Pharmacokinetic interaction between latanoprost and timolol maleate was not established, although 1-4 hours after the use of the combined drug, the concentration of latanoprost acid in the watery moisture was about 2 times higher than with monotherapy.
Latanoprost
Suction. Latanoprost, being a prodrug form, is absorbed through the cornea, where it is hydrolyzed to a biologically active acid. It was found that the concentration in the watery moisture reaches a maximum about 2 hours after topical application.
Distribution. Vd is (0.16±0.02) l/kg. Latanoprost acid is detected in the watery moisture during the first 4 hours, and in the plasma-only during the first hour after topical application.
Metabolism. Latanoprost undergoes hydrolysis in the cornea under the action of esterases to form a biologically active acid. Latanoprost acid, which enters the systemic circulation, is metabolized, mainly in the liver, by beta-oxidation of fatty acids to form 1,2-dinor-and 1,2,3,4-tetranor-metabolites.
Output. Latanoprost acid is rapidly removed from the plasma (T1/2 =17 min). The system clearance is approximately 7 ml/min/kg. The metabolites are mainly excreted by the kidneys: after topical application, approximately 88% of the administered dose is excreted in the urine.

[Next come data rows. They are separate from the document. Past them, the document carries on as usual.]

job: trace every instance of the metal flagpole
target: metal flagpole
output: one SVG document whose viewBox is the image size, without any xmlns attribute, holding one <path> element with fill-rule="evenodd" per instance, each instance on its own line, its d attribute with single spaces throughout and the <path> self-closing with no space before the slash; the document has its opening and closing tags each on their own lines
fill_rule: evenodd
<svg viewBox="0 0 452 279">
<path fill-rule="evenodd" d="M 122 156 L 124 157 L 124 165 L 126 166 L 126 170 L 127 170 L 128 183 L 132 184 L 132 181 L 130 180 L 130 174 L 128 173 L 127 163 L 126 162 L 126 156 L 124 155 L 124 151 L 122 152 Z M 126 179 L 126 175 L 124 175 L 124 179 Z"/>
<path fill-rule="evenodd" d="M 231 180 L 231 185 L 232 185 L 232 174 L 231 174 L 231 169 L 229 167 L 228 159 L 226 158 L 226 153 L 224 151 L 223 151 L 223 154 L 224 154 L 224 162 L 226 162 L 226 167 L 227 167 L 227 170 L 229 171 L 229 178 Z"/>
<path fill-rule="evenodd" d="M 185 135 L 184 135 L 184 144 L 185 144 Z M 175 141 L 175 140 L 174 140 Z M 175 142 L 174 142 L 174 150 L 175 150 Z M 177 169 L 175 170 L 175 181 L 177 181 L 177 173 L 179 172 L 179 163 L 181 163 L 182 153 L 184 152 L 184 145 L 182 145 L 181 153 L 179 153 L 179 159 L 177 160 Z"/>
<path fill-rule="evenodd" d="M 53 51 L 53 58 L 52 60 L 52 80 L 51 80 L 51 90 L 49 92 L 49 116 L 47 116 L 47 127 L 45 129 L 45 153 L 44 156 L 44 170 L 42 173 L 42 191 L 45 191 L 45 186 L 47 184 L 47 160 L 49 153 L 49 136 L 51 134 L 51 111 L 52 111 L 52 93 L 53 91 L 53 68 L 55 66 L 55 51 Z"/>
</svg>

Timolol maleate. The concentration of timolol maleate in the watery moisture reaches a maximum about 1 h after the application of eye drops. Part of the dose is subjected to systemic absorption, and Cmax in plasma, the concentration of 1 ng / ml is reached 10-20 minutes after the use of the drug, one drop in each eye once a day (300 mcg/day). T1/2 Timolol maleate from plasma is about 6 h. Timolol maleate is actively metabolized in the liver. The metabolites, as well as a certain amount of unchanged timolol maleate, are excreted in the urine.
Co-Latanoprost Pfizer
Latanoprost, Timolol
Adults (including the elderly) — 1 drop in the affected eye (a) 1 time per day.